Earthquake in Morocco: Over 2,681 people dead

Morocco is a country known for its expansive history, culture, and stirring geography. It was recently hit by an earthquake on Friday, September 8th 2023. Over 2,681 people have tragically been verified dead in the 6.8-magnitude earthquake, according to the Interior Ministry.

Most of the casualties are in the remote mountain areas, which are challenging to reach. Numerous townlets in the Atlas Mountains near Marrakesh are in ruins, with locals anxiously
awaiting aid. The Moroccan government has accepted aid from four countries, namely;
Britain, Spain, Qatar, and the UAE. More aid is expected from others. Algeria has also opened its airspace to facilitate delivery of relief materials and other support services.

Due to blocked roads filled with boulders, saviors have resorted to using their bare hands to search for survivors in the affected areas. Heavy lifting equipment struggles to pierce these remote townlets near the center. This earthquake is the most significant to hit central Morocco since records began before 1900, marking the country’s deadliest earthquake in 60 years.

Morocco earthquake

In the village of Tafeghaghte, 90 out of 200 residents are verified dead, with numerous others still missing. This woeful earthquake has shaken Morocco to its core, and deliverance efforts are ongoing to give aid and support to the affected communities in this delicate time.

Some Countries Have Offered Condolences To Morocco:

Message from Rugby Africa President Herbert Mensah of Cape Town to His Majesty King Mohammed VI:
I extend my respectful greetings to Your Majesty and acknowledge the greatness of your Monarchy. I was deeply saddened to learn of the earthquake that struck the Kingdom of Morocco, resulting in hundreds of victims and damage to historic monuments and buildings in the Al Haouz region, including the renowned city of Marrakech.

Morocco earthquake

During these distressing circumstances, I wish to convey, on behalf of both myself and Rugby Africa, our heartfelt condolences and unwavering solidarity with Your Majesty and the Moroccan people. Solidarity stands as a fundamental value in our beloved sport, Rugby, and it is closely intertwined with other principles such as respect and discipline, which we wholeheartedly endorse and promote within Rugby Africa. These values are deeply rooted in our diverse African cultures, both collectively and individually.

As we pray for the swift recovery of the injured, allow me, Your Majesty, to offer the following prayer: “O my God, replace my fear with security, my sorrow with joy, and my anxiety with relief, for we belong to God, and to Him, we shall return.”
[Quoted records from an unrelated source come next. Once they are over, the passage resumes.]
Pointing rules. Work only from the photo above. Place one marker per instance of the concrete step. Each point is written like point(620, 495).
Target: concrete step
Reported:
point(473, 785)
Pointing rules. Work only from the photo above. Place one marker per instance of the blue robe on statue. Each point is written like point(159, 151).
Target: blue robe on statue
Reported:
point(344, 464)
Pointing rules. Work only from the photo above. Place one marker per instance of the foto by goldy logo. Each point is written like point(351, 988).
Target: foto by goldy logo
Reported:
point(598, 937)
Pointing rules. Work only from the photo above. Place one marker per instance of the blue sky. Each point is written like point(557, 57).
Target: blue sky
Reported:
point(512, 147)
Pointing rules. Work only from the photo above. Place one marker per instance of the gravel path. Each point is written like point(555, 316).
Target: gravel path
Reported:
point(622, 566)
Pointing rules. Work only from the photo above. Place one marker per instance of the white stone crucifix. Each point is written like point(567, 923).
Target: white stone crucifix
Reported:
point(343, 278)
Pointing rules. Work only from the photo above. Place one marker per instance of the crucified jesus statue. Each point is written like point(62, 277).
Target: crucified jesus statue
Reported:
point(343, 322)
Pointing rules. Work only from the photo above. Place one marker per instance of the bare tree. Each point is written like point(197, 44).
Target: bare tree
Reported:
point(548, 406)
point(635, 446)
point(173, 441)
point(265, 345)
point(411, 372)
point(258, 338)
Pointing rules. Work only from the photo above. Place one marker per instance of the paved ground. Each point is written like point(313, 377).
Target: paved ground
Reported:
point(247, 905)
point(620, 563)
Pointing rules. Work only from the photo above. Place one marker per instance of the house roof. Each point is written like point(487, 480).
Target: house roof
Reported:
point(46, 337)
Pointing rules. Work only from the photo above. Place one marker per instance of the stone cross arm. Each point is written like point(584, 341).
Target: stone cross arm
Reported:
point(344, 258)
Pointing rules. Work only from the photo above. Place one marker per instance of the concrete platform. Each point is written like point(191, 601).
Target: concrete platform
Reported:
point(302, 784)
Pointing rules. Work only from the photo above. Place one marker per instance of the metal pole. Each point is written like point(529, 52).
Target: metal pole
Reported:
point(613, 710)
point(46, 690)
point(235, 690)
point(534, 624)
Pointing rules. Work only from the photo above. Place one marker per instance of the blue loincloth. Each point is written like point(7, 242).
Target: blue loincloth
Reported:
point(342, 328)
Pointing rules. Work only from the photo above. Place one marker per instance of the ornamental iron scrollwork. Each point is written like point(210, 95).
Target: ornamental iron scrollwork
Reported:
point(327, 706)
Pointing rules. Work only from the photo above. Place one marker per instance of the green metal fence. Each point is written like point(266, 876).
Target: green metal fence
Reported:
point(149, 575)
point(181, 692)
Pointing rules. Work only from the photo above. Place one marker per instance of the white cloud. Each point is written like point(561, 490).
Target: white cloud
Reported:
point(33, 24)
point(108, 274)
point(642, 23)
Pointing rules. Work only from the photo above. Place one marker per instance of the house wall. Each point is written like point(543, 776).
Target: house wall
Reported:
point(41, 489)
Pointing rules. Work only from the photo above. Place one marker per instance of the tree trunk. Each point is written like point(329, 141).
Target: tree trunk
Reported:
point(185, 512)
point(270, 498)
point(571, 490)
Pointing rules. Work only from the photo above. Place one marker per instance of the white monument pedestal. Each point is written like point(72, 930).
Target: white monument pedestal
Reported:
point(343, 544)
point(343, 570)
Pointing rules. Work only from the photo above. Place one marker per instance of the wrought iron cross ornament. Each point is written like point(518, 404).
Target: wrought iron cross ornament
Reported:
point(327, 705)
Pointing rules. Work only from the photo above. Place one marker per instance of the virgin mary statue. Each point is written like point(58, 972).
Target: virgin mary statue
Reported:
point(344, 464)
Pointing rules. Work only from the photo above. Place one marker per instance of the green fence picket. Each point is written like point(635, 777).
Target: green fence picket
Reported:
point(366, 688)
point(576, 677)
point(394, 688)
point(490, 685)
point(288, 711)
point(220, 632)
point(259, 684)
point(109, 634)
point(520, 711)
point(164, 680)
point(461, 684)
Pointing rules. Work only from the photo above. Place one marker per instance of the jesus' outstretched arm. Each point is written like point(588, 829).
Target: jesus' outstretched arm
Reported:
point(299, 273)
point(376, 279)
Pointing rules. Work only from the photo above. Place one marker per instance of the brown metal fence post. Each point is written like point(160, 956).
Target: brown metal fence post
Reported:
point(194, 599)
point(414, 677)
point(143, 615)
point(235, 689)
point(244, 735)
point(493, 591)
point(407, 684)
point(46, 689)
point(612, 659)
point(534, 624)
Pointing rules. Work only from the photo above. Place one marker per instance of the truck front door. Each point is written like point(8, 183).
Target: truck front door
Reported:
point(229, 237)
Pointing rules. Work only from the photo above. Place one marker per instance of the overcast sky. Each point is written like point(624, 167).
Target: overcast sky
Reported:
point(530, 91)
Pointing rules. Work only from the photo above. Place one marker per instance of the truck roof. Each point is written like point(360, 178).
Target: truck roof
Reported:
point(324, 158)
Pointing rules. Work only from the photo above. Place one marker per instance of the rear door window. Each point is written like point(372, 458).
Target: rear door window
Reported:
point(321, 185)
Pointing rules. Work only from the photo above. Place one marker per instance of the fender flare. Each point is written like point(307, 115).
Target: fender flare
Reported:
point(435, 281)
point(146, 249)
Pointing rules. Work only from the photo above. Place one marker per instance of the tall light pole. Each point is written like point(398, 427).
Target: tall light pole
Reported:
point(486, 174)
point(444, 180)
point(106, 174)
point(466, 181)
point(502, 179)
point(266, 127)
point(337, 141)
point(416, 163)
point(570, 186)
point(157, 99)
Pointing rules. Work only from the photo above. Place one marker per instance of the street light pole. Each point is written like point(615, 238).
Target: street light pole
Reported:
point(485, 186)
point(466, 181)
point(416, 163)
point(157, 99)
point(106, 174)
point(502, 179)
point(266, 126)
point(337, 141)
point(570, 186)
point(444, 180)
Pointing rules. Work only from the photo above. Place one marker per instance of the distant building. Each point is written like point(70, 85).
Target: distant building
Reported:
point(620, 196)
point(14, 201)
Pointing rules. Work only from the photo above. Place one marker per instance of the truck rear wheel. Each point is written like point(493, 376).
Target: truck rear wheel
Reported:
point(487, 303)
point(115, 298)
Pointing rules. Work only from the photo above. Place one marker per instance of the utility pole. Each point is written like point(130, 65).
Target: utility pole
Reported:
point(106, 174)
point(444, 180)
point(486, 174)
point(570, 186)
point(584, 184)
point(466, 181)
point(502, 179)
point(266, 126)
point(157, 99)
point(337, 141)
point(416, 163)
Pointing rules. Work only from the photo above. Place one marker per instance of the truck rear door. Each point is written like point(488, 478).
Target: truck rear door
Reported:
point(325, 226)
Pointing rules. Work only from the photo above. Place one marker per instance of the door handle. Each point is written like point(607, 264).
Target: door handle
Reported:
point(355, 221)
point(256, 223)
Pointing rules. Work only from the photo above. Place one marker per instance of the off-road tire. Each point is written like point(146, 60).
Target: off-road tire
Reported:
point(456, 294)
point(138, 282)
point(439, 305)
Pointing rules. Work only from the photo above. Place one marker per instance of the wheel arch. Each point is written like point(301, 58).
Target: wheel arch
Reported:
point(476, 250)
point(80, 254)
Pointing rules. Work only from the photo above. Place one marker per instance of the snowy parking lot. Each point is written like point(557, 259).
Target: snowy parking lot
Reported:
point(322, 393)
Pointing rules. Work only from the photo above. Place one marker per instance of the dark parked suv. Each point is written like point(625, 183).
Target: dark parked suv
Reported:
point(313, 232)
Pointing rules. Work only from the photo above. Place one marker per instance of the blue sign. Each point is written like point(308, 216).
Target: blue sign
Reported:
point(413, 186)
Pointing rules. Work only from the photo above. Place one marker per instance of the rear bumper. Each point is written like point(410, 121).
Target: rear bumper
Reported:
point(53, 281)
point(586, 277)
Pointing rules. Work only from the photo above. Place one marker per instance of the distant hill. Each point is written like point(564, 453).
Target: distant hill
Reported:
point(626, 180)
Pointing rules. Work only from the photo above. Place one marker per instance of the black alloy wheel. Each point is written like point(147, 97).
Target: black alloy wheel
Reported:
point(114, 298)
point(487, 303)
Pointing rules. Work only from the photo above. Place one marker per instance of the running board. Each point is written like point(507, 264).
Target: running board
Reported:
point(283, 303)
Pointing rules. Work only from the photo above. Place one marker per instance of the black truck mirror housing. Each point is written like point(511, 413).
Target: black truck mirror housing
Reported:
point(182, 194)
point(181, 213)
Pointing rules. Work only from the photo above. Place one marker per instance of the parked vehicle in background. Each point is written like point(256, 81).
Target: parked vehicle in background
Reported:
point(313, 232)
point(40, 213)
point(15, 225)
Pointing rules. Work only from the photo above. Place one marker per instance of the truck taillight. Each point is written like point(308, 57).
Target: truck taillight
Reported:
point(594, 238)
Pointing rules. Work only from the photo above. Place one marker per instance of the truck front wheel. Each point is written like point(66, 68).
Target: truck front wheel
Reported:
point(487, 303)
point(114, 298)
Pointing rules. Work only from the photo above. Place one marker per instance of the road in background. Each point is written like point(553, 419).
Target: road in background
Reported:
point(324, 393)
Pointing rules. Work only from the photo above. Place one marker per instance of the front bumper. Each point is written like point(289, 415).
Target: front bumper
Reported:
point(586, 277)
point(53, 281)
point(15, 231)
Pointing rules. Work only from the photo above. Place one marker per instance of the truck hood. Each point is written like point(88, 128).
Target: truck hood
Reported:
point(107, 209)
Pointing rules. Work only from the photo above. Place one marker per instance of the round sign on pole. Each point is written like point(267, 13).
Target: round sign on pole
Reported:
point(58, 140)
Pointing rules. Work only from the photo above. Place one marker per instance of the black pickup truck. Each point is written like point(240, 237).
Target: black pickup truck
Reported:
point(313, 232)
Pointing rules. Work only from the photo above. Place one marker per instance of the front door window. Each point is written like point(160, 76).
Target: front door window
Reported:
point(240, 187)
Foreign Minister of Japan Mr. HAYAHI Yoshimasa, delivered the following message of condolences to H. E. Mr. Nasser Bourita, Minister of Foreign Affairs, African Cooperation and Moroccan Expatriates of the Kingdom of Morocco. “I am deeply grieved and saddened to learn, immediately after our meeting in Cairo a few days ago, that many precious lives were lost and many people were affected in the earthquake disaster in the central part of the Kingdom of Morocco. I would like to express my heartfelt condolences to those who lost their lives, and my sympathies are with their bereaved families. I sincerely pray for the quick recovery of those who are affected as well as the prompt reconstruction of the affected areas. I would like to convey to you that Japan stands ready to provide all possible assistance your country may need, based on local needs.”

Avril Benoît, executive director of MSF-USA, also gave a statement: “We are saddened by the tragic news of the earthquake in Morocco and the growing number of reported victims. MSF does not have an established presence in the country but is making contacts with local authorities, in order to send our emergency medical and humanitarian teams to assess needs and provide support if needed. Local people are the key to the initial response, when searching for survivors is vital. Earthquake survivors often require medical care such as surgery or dialysis, which can be a challenge when local health systems are affected by a disaster. Restoring health services and providing essential supplies also can be a priority at this stage. Our response will depend on the needs that are assessed on site.”